An Exciting Opportunity from MIT: The first of its kind on a national scale, INSPIRE, a new national research competition in the arts, humanities, and social sciences, organized by MIT students exclusively for high school students enables students to showcase and present original research in one of thirteen fields, ranging from anthropology to music, economics, and philosophy. Expert judges will award prizes for the most outstanding work in each category. You are invited to participate by submitting entries and competing for awards. The final round of the competition will be held at MIT’s campus in Cambridge, MA from April 7-9, 2015. You can find information regarding deadlines, eligibility criteria, and the application itself on their website getinspired.mit.edu. The first deadline, for abstract submission, is on January 7, 2015.

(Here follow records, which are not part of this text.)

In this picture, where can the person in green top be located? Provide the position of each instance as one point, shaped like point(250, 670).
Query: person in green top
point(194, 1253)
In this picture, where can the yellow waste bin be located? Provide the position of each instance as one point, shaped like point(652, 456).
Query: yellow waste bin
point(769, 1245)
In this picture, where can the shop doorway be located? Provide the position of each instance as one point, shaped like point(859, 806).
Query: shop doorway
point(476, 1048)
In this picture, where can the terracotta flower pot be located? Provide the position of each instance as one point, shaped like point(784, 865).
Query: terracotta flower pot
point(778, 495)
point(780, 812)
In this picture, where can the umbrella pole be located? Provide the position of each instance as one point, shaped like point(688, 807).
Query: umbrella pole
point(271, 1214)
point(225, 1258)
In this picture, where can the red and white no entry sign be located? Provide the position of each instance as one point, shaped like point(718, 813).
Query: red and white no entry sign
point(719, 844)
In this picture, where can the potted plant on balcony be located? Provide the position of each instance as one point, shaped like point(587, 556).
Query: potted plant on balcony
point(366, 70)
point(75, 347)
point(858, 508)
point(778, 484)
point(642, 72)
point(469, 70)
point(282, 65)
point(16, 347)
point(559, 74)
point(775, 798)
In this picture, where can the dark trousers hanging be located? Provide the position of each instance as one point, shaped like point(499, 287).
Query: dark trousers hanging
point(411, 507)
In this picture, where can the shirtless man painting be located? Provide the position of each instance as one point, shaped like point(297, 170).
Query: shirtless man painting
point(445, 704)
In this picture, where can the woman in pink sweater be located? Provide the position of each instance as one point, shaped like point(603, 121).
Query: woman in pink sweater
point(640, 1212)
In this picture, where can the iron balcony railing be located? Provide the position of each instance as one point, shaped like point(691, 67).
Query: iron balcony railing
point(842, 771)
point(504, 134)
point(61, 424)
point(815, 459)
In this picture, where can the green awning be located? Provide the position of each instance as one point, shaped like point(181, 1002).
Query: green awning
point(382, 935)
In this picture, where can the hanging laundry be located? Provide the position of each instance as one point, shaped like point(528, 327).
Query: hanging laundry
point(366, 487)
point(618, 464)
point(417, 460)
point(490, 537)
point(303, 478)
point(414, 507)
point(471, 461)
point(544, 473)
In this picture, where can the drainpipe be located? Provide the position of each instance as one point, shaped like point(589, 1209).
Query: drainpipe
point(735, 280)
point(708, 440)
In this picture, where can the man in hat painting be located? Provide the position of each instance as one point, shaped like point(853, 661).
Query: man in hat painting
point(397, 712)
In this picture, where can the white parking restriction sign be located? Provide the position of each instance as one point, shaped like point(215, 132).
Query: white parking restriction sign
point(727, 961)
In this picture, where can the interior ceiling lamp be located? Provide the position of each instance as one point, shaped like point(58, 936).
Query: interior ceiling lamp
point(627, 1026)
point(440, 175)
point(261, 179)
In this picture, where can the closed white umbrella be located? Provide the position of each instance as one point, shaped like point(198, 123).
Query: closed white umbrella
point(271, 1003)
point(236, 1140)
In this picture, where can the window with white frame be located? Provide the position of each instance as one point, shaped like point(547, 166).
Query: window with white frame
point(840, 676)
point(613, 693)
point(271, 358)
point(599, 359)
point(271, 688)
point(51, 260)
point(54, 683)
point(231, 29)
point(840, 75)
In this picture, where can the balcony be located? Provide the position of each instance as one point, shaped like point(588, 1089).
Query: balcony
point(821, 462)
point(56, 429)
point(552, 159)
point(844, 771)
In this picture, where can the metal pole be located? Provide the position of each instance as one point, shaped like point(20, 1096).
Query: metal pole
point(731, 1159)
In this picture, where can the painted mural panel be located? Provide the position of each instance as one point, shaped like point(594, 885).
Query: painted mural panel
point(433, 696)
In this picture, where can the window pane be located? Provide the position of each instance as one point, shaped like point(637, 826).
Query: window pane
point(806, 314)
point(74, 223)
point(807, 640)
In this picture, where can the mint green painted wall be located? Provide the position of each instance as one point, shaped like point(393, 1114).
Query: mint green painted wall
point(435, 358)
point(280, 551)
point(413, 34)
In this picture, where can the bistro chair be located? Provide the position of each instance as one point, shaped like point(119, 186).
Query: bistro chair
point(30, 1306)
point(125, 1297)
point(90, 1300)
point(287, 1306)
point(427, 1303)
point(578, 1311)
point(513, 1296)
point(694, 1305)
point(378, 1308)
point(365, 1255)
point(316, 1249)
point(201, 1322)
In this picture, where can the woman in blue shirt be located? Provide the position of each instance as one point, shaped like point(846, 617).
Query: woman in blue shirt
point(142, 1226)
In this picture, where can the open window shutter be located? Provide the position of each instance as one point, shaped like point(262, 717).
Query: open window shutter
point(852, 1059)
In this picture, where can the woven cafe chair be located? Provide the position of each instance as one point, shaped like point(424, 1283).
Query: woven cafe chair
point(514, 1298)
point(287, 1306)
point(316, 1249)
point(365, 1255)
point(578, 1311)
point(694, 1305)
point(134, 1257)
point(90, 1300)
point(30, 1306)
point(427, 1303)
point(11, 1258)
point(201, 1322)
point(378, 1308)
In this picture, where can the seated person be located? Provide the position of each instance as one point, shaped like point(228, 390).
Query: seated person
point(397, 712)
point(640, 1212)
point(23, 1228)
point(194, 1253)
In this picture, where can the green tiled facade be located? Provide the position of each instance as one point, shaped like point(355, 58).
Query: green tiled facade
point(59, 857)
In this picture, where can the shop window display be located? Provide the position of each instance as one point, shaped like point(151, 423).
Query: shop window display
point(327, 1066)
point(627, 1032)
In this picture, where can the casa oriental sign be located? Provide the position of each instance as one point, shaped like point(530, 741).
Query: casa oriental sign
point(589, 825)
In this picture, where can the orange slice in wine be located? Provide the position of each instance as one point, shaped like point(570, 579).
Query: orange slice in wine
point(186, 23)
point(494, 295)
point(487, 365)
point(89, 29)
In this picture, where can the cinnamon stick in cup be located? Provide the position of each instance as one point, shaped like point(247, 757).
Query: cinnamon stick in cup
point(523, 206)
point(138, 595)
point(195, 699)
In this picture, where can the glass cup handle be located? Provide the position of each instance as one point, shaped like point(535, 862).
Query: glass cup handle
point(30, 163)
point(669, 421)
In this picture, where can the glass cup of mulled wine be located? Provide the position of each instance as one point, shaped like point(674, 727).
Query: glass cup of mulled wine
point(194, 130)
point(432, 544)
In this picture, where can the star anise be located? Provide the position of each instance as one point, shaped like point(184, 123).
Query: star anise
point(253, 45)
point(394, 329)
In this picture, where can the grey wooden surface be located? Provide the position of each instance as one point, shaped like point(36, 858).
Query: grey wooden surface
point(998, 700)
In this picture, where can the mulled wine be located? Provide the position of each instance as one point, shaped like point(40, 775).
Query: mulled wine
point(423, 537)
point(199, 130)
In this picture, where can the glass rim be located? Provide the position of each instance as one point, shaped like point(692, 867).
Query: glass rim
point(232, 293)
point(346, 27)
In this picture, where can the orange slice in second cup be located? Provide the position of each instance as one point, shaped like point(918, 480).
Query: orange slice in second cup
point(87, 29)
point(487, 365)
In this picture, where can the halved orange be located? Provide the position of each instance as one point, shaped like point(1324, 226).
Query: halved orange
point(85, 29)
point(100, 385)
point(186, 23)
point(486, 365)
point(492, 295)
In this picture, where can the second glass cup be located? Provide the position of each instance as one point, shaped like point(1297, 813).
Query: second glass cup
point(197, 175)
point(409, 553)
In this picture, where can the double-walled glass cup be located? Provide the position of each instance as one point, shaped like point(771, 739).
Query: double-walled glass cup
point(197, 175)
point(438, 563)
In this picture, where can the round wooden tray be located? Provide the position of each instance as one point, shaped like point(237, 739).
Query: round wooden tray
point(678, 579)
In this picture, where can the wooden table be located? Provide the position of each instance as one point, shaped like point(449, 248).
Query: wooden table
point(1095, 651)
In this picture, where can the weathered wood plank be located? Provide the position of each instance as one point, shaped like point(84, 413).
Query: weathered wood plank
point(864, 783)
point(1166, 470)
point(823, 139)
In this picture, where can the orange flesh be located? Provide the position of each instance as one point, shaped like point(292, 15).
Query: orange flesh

Having Trouble in Your Classes?: You are not alone; there is tutoring available! The Boys and Girls Club of the West Valley is offering free tutoring Monday-Thursday in our school library from 3:00-5:00 pm. They also offer college admissions workshops. One of the tutors is a CORE alumnus. Come to the Magnet Office to pick up the registration paperwork.
Online Tutoring Available: Revolution Prep is offering a GPA Protection tutoring program for students. For $99.00 a month, you are entitled to UNLIMITED, 30-minute, online tutoring sessions in 22 different subjects. Go to www.revolutionprep.com for more info.
COREdinators: We are gearing up for our Fall event. Come and see what we have in store. Join COREdinators Fridays at lunch in E10!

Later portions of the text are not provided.